I am trying to apply a function to a very large matrix I want to eventually create a (40,000 by 40,000
) matrix (where only one side of the diagonal is completed) or create a list of the results.
The matrix looks like:
obs 1 obs 2 obs 3 obs 4 obs 5 obs 6 obs 7 obs 8 obs 9
words 1 0.2875775 0.5999890 0.2875775 0.5999890 0.2875775 0.5999890 0.2875775 0.5999890 0.2875775
words 2 0.7883051 0.3328235 0.7883051 0.3328235 0.7883051 0.3328235 0.7883051 0.3328235 0.7883051
words 3 0.4089769 0.4886130 0.4089769 0.4886130 0.4089769 0.4886130 0.4089769 0.4886130 0.4089769
words 4 0.8830174 0.9544738 0.8830174 0.9544738 0.8830174 0.9544738 0.8830174 0.9544738 0.8830174
words 5 0.9404673 0.4829024 0.9404673 0.4829024 0.9404673 0.4829024 0.9404673 0.4829024 0.9404673
words 6 0.0455565 0.8903502 0.0455565 0.8903502 0.0455565 0.8903502 0.0455565 0.8903502 0.0455565
I use the function using cosine(mat[, 3], mat[, 4])
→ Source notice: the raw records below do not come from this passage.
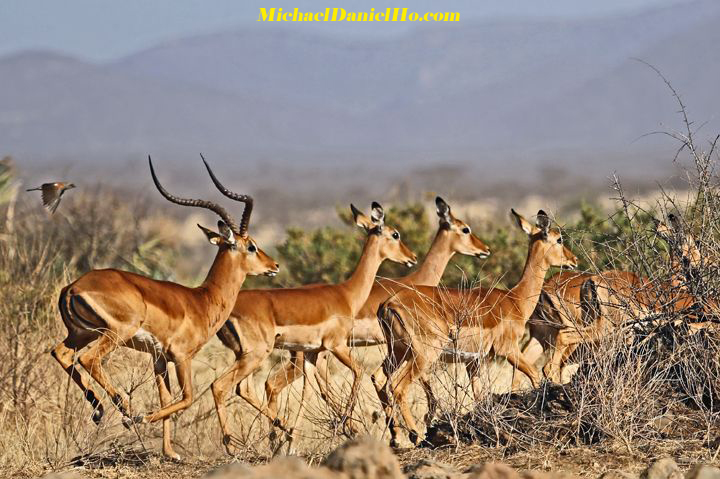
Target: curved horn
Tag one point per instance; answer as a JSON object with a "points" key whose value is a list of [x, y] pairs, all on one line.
{"points": [[247, 199], [217, 209]]}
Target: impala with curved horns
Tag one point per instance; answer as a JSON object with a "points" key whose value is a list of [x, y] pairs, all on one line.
{"points": [[308, 318], [425, 324], [104, 309], [454, 236]]}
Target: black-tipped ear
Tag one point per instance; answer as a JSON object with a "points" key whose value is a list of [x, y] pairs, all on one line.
{"points": [[212, 236], [443, 210], [377, 214], [521, 222], [226, 232], [356, 212], [542, 222]]}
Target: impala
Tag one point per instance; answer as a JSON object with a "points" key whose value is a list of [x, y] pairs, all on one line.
{"points": [[308, 319], [453, 236], [560, 323], [107, 308], [425, 324]]}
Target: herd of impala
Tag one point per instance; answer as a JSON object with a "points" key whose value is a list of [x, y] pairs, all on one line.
{"points": [[419, 322]]}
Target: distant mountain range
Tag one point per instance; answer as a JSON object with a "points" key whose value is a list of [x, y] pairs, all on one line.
{"points": [[506, 96]]}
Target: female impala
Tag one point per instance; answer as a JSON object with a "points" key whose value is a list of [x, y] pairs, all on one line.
{"points": [[310, 318], [561, 325], [109, 308], [453, 236], [425, 324]]}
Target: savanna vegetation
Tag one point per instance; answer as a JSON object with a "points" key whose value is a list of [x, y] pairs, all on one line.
{"points": [[649, 387]]}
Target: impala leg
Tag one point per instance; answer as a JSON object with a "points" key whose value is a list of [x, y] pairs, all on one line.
{"points": [[565, 343], [531, 355], [162, 380], [519, 363], [303, 398], [431, 400], [322, 376], [342, 353], [64, 353], [282, 378], [244, 365], [403, 378], [91, 360], [184, 374], [473, 369]]}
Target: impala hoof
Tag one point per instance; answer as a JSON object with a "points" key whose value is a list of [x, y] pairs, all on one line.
{"points": [[128, 421], [98, 414], [172, 456], [416, 439]]}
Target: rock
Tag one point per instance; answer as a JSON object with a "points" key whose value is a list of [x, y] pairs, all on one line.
{"points": [[618, 475], [231, 470], [64, 475], [283, 467], [703, 472], [429, 469], [364, 458], [664, 468], [491, 470], [546, 475]]}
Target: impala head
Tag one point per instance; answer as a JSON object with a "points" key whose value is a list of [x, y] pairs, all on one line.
{"points": [[682, 245], [462, 239], [231, 239], [391, 246], [549, 241]]}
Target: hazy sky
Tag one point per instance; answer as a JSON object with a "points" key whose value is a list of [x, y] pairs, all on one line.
{"points": [[107, 29]]}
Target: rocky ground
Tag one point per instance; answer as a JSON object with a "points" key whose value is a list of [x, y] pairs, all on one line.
{"points": [[369, 459]]}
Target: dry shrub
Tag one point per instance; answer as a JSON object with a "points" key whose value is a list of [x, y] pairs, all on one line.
{"points": [[653, 380]]}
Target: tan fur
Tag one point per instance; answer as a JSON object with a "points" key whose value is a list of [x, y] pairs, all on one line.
{"points": [[311, 318], [105, 309], [426, 323], [453, 236]]}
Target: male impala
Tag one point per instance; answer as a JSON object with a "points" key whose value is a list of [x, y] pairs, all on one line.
{"points": [[309, 319], [109, 308], [425, 324], [453, 236]]}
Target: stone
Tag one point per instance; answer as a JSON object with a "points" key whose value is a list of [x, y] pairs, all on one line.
{"points": [[492, 470], [618, 475], [364, 458], [64, 475], [429, 469], [665, 468], [702, 471], [284, 467]]}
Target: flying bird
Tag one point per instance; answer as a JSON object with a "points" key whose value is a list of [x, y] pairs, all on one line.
{"points": [[51, 193]]}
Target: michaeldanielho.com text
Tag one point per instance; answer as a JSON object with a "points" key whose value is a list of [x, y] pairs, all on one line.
{"points": [[342, 15]]}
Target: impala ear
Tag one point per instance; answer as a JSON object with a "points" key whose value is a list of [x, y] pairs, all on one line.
{"points": [[360, 219], [543, 222], [212, 236], [663, 230], [524, 224], [226, 233], [377, 215], [675, 222], [443, 211]]}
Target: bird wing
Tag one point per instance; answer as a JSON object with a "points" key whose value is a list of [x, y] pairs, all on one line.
{"points": [[51, 196]]}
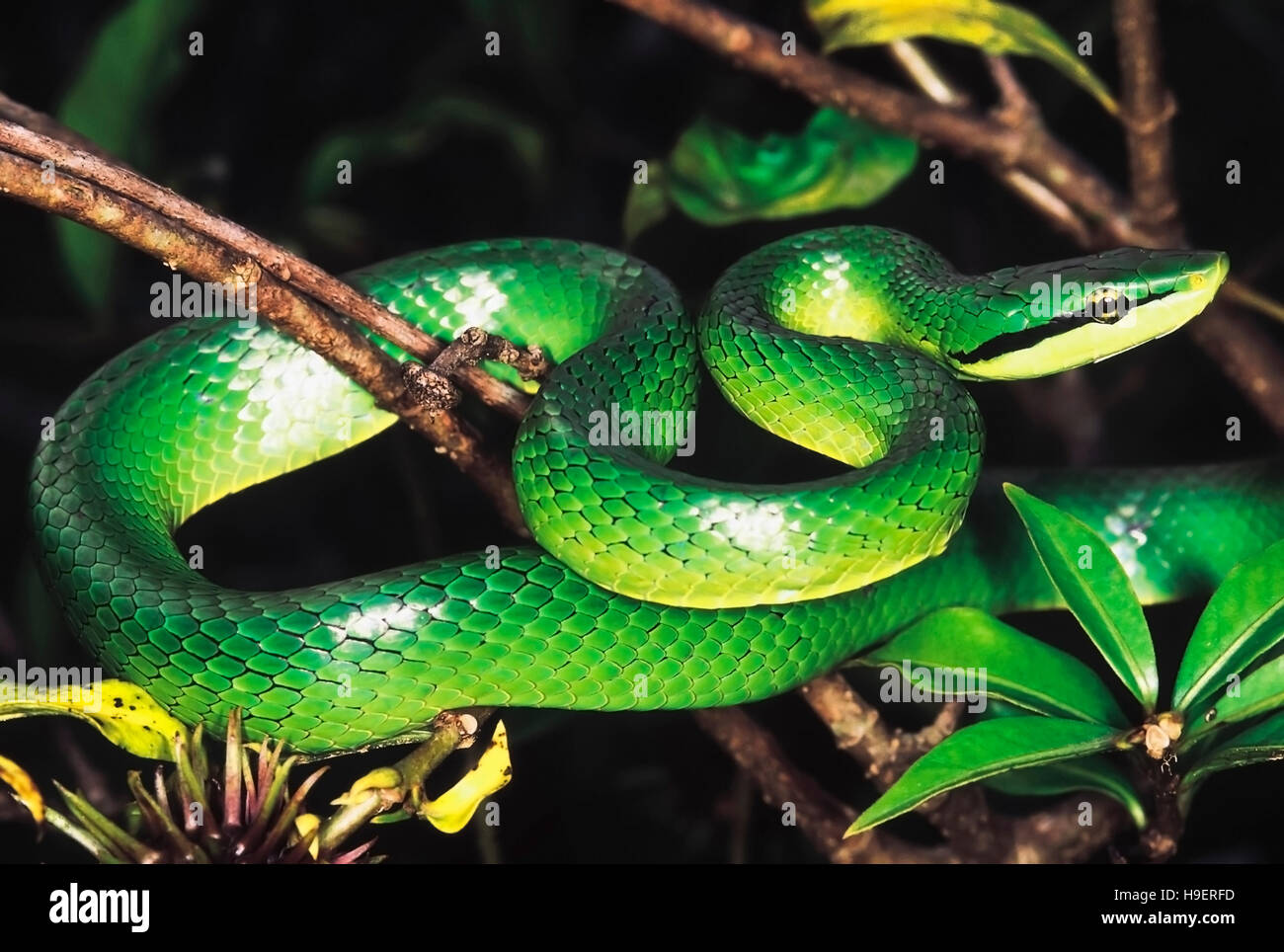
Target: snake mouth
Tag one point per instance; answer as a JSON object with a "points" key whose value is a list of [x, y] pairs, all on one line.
{"points": [[1109, 321]]}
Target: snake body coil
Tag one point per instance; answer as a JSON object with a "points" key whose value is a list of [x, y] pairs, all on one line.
{"points": [[651, 589]]}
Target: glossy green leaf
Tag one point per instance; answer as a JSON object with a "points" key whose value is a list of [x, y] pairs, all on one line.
{"points": [[1017, 668], [1259, 693], [135, 58], [425, 123], [719, 176], [1261, 743], [981, 751], [1095, 772], [24, 789], [997, 29], [647, 201], [1244, 620], [1099, 595]]}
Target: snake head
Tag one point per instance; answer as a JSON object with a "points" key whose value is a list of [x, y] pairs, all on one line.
{"points": [[1045, 318]]}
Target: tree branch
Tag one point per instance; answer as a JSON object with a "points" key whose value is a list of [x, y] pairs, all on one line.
{"points": [[1147, 113], [1056, 179], [313, 326], [283, 265], [821, 818], [963, 816]]}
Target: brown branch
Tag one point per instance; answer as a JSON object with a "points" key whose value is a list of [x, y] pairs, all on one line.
{"points": [[313, 326], [963, 816], [833, 85], [285, 266], [1147, 113], [821, 818]]}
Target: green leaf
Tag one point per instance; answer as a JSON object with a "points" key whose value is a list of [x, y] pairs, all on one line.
{"points": [[1017, 668], [647, 202], [453, 809], [1095, 772], [24, 789], [418, 128], [135, 58], [1244, 618], [997, 29], [981, 751], [1259, 743], [1259, 693], [1099, 595], [719, 176]]}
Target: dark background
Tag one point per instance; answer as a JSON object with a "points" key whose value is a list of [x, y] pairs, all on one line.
{"points": [[448, 145]]}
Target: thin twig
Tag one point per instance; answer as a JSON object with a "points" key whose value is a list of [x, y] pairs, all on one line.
{"points": [[313, 326], [281, 263], [1256, 369]]}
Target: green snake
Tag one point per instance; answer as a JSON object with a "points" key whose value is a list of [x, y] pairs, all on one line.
{"points": [[649, 588]]}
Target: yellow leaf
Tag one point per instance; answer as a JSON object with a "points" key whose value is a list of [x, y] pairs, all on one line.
{"points": [[123, 712], [453, 809], [25, 789], [994, 27]]}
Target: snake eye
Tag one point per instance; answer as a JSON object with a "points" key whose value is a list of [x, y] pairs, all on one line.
{"points": [[1105, 307]]}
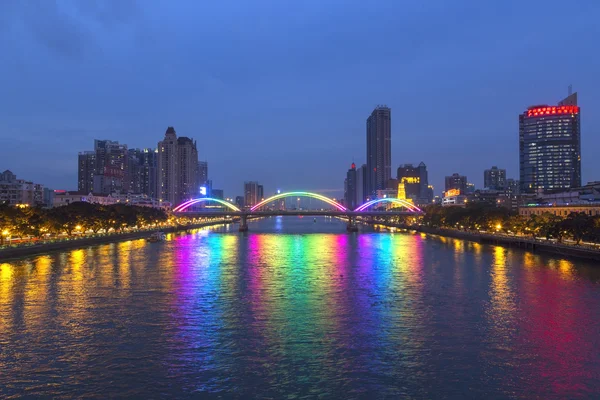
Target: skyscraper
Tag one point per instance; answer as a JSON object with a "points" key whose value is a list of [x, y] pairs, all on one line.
{"points": [[251, 193], [111, 166], [361, 185], [550, 147], [350, 188], [178, 169], [379, 153], [494, 178], [86, 171], [456, 181], [416, 182]]}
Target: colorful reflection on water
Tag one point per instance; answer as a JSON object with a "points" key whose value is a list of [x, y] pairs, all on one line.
{"points": [[328, 314]]}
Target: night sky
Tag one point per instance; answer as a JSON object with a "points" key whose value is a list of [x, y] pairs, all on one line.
{"points": [[279, 91]]}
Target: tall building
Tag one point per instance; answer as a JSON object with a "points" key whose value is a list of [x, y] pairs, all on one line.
{"points": [[15, 191], [550, 147], [260, 194], [251, 193], [350, 198], [456, 181], [187, 158], [379, 145], [361, 185], [111, 166], [177, 168], [86, 171], [148, 170], [416, 182], [202, 173], [494, 178]]}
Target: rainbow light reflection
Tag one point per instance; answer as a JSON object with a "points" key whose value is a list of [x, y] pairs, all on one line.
{"points": [[301, 194], [403, 203], [184, 206]]}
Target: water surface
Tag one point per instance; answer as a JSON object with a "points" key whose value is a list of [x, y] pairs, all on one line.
{"points": [[296, 309]]}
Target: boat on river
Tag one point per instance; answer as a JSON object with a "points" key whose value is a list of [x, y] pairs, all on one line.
{"points": [[157, 237]]}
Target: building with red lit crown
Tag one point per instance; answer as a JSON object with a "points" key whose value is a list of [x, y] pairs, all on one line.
{"points": [[550, 147]]}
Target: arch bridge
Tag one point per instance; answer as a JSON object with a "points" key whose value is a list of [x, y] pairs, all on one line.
{"points": [[338, 209]]}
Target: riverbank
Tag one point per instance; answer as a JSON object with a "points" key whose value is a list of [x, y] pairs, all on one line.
{"points": [[43, 248], [524, 243]]}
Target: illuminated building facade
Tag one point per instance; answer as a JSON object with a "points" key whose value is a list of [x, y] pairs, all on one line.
{"points": [[251, 193], [177, 168], [350, 197], [416, 184], [550, 147], [379, 149], [494, 178], [456, 181]]}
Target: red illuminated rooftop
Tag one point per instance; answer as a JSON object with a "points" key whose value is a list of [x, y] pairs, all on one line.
{"points": [[539, 111]]}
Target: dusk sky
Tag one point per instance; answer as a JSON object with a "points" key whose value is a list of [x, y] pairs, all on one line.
{"points": [[279, 91]]}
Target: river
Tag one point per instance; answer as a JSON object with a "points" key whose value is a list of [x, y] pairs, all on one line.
{"points": [[299, 309]]}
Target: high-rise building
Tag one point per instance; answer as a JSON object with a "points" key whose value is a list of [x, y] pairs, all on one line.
{"points": [[15, 191], [187, 154], [494, 178], [148, 179], [202, 173], [416, 182], [85, 171], [379, 145], [550, 147], [177, 168], [361, 185], [260, 194], [111, 167], [217, 194], [251, 193], [456, 181], [239, 201], [351, 188]]}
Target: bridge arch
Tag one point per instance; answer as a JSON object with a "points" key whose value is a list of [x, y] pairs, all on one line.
{"points": [[299, 194], [187, 204], [402, 202]]}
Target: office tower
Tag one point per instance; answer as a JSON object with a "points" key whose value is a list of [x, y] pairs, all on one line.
{"points": [[148, 169], [350, 198], [379, 154], [260, 194], [251, 192], [550, 147], [513, 187], [239, 201], [202, 173], [458, 182], [217, 194], [187, 154], [361, 185], [111, 165], [133, 172], [177, 168], [85, 171], [15, 191], [494, 178], [415, 181]]}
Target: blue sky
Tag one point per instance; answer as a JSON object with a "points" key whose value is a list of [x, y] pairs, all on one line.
{"points": [[279, 91]]}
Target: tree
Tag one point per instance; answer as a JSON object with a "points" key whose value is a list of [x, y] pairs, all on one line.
{"points": [[578, 226]]}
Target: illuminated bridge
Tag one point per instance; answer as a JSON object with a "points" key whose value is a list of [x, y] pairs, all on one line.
{"points": [[338, 210]]}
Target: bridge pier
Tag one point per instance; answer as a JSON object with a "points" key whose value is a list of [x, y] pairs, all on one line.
{"points": [[352, 227], [243, 223]]}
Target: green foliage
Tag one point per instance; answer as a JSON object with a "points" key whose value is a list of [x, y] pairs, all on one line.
{"points": [[37, 221], [576, 226]]}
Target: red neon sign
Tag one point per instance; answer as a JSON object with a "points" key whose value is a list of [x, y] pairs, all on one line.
{"points": [[552, 110]]}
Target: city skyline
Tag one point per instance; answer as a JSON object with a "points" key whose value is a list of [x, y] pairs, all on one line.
{"points": [[441, 114]]}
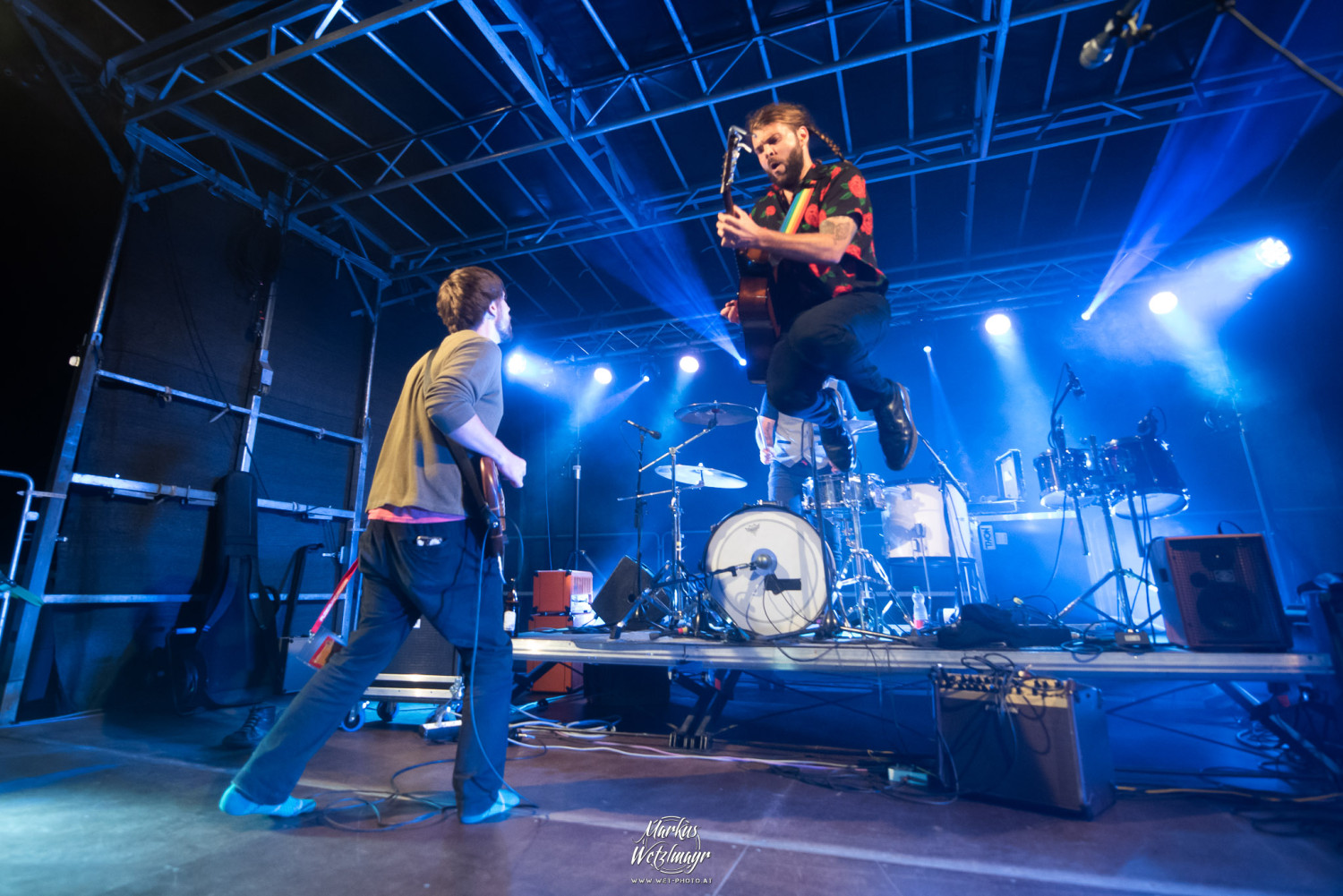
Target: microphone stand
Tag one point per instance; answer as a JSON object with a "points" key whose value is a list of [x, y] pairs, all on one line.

which gives me a single number.
[,1]
[1,] 0.7546113
I can do this for all of the columns but I want to be able to know which columns they came from, i.e. the calculation above came from columns 3
and 4
which is "obs 3"
and "obs 4"
.
Expected output might be the results in a list or a matrix like:
[,1] [,1] [,1]
[1,] 1 . .
[1,] 0.75 1 .
[1,] 0.23 0.87 1
(Where the numbers here are made up)
So the dimensions will be the size of the ncol(mat)
by ncol(mat)
(if I go the matrix method).
Data/Code:
#generate some data
mat <- matrix(data = runif(200), nrow = 100, ncol = 20, dimnames = list(paste("words", 1:100),
paste("obs", 1:20)))
mat
#calculate the following function
library(lsa)
cosine(mat[, 3], mat[, 4])
cosine(mat[, 4], mat[, 5])
cosine(mat[, 5], mat[, 6])
Additional
I thought about doing the following:
- Creating an empty matrix and calculating the function in a forloop but its not working as expected and creating a 40,000 by 40,000
matrix of 0's brings up memory issues.
co <- matrix(0L, nrow = ncol(mat), ncol = ncol(mat), dimnames = list(colnames(mat), colnames(mat)))
co
for (i in 2:ncol(mat)) {
for (j in 1:(i - 1)) {
co[i, j] = cosine(mat[, i], mat[, j])
}
}
co
I also tried putting the results into a list:
List <- list()
for(i in 1:ncol(mat))
{
temp <- List[[i]] <- mat
}
res <- List[1][[1]]
res
Which is also wrong.
So I am trying to create a function which will column by column calculate the function and store the results.